Nebelschwaden am Schwedenlager

LATDORF/MZ. - Dort, wo einst die Schweden im Dreißigjährigen Krieg bei Latdorf ein großes Lager errichtet hatten, wird nun Kalk eingelagert. "Wir haben heute den Kalkteich 22 offiziell in Betrieb genommen", erklärte Thomas Müller, Betriebsleiter des Bernburger ...

Von HEIKO WIGRIM 24.11.2008, 17:28

Dort, wo einst die Schweden im Dreißigjährigen Krieg bei Latdorf ein großes Lager errichtet hatten, wird nun Kalk eingelagert. "Wir haben heute den Kalkteich 22 offiziell in Betrieb genommen", erklärte Thomas Müller, Betriebsleiter des Bernburger Solvay-Werkes.

Der neue Teich hat eine Größe von etwa 50 Hektar. "Er gehört zu einer neuen Generation von Kalkteichen", erklärte der Betriebsleiter. Nummer 22 sei auch der erste Kalkteich, den Solvay seit der Rückkehr des Unternehmens 1991 nach Bernburg neu angelegt hat. "Wir haben den Teich nach dem neuesten Stand der Technik angelegt und gesichert", sagte Müller.
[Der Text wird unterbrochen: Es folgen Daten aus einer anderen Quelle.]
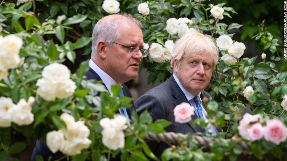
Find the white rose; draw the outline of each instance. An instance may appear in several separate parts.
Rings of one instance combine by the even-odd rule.
[[[58,83],[69,79],[70,73],[70,70],[65,65],[54,63],[44,68],[42,75],[51,81]]]
[[[140,13],[146,15],[150,13],[150,9],[148,8],[148,4],[146,2],[141,3],[137,6],[137,10]]]
[[[64,141],[60,151],[68,156],[74,156],[80,153],[82,149],[88,148],[91,143],[92,141],[88,138],[72,138]]]
[[[164,62],[166,60],[165,58],[164,58],[164,57],[163,55],[163,55],[162,55],[162,56],[160,57],[159,58],[152,58],[152,59],[154,61],[159,63],[161,63]]]
[[[111,128],[112,127],[112,121],[108,117],[105,117],[100,121],[100,125],[103,128]]]
[[[263,53],[261,54],[261,58],[264,60],[266,58],[266,54]]]
[[[235,64],[237,60],[233,56],[227,54],[223,56],[220,59],[224,61],[224,63],[228,65]]]
[[[223,18],[223,13],[224,12],[224,9],[217,5],[214,6],[210,10],[210,13],[213,17],[219,20],[222,20]]]
[[[221,35],[216,40],[216,45],[219,49],[226,50],[232,45],[232,39],[227,35]]]
[[[197,32],[197,30],[195,29],[193,27],[191,28],[188,30],[188,32]]]
[[[178,26],[179,36],[181,37],[188,32],[188,26],[186,24],[179,24]]]
[[[178,32],[177,26],[179,25],[178,20],[175,18],[168,19],[166,21],[166,31],[171,35],[174,35]]]
[[[162,54],[162,49],[161,45],[153,42],[150,47],[150,55],[153,59],[160,57]]]
[[[0,127],[11,126],[11,119],[9,111],[15,106],[10,98],[0,97]]]
[[[2,70],[15,68],[21,62],[19,55],[7,55],[0,53],[0,69]]]
[[[61,130],[50,131],[46,135],[47,146],[51,151],[57,152],[64,142],[64,134]]]
[[[287,94],[285,94],[284,98],[284,99],[281,102],[281,106],[283,109],[287,111]]]
[[[104,128],[102,135],[103,144],[110,149],[116,150],[125,146],[125,135],[122,131],[113,128]]]
[[[61,99],[68,97],[73,95],[76,88],[76,84],[71,79],[69,79],[59,83],[57,89],[57,97]]]
[[[251,86],[249,86],[246,87],[243,91],[243,94],[244,95],[244,97],[245,97],[247,100],[249,100],[250,96],[254,93],[254,91],[253,90],[253,88]]]
[[[23,44],[21,38],[13,34],[11,34],[3,38],[0,44],[1,51],[8,55],[17,55]]]
[[[116,130],[122,131],[127,128],[127,120],[125,117],[122,115],[116,115],[111,119],[112,127]]]
[[[236,58],[239,58],[243,55],[245,48],[245,45],[244,44],[236,41],[228,48],[227,51],[229,54]]]
[[[192,25],[192,24],[193,24],[193,22],[191,20],[189,21],[189,22],[188,22],[188,23],[190,25]]]
[[[165,48],[163,48],[163,55],[165,61],[166,60],[170,60],[171,53],[169,52],[169,51]]]
[[[150,46],[148,45],[148,44],[145,42],[144,43],[144,49],[146,50],[148,50],[149,47]]]
[[[77,121],[67,129],[67,130],[64,131],[65,137],[67,139],[75,137],[84,138],[90,135],[90,130],[82,121]]]
[[[164,42],[164,47],[168,50],[168,51],[171,53],[172,53],[173,47],[174,46],[174,43],[173,42],[173,40],[172,40],[168,39]]]
[[[120,3],[116,0],[105,0],[102,7],[106,12],[110,13],[120,11]]]
[[[7,77],[8,76],[8,70],[0,69],[0,80]]]
[[[62,114],[60,118],[65,122],[68,130],[73,129],[73,126],[75,123],[75,119],[73,116],[66,113],[64,113]]]
[[[17,0],[17,5],[18,5],[21,3],[25,3],[27,2],[31,2],[32,0]]]
[[[56,98],[57,84],[52,82],[45,78],[38,80],[36,85],[38,87],[37,93],[46,101],[54,101]]]
[[[187,17],[184,18],[180,18],[178,20],[179,23],[187,24],[189,22],[189,19]]]
[[[34,115],[31,112],[31,106],[34,100],[33,97],[29,97],[28,102],[24,98],[20,99],[16,106],[9,110],[12,121],[19,126],[32,123],[34,121]]]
Dabei seien auch Erfahrungen aus den Untersuchungen nach dem Rutsch der Kalkteichböschung von Anfang Februar 2006 eingeflossen.

So wurde der neue Teich mit speziellen Messsonden ausgerüstet, die kontinuierlich den aktuellen Wasserstand und den Wasserdruck messen. Die Werte werden an den Beobachtungscomputer des Werkes übertragen. "Steigen die Werte auffällig an, kann die Bespülung des Teiches in diesem Bereich sofort gestoppt und die Einspülstelle gewechselt werden", erläuterte Uwe Reh, Betriebsassistent Sodaproduktion das Vorgehen. Damit das Sickerwasser aus dem Teich zuverlässig abgeführt werden kann, wurde eine Flächenentwässerungsschicht aus Kalksteinschotte mit Drainagerohren eingebaut. An den Vermessungsmarken am Damm kann abgelesen werden, ob sich der Damm bewegt hat.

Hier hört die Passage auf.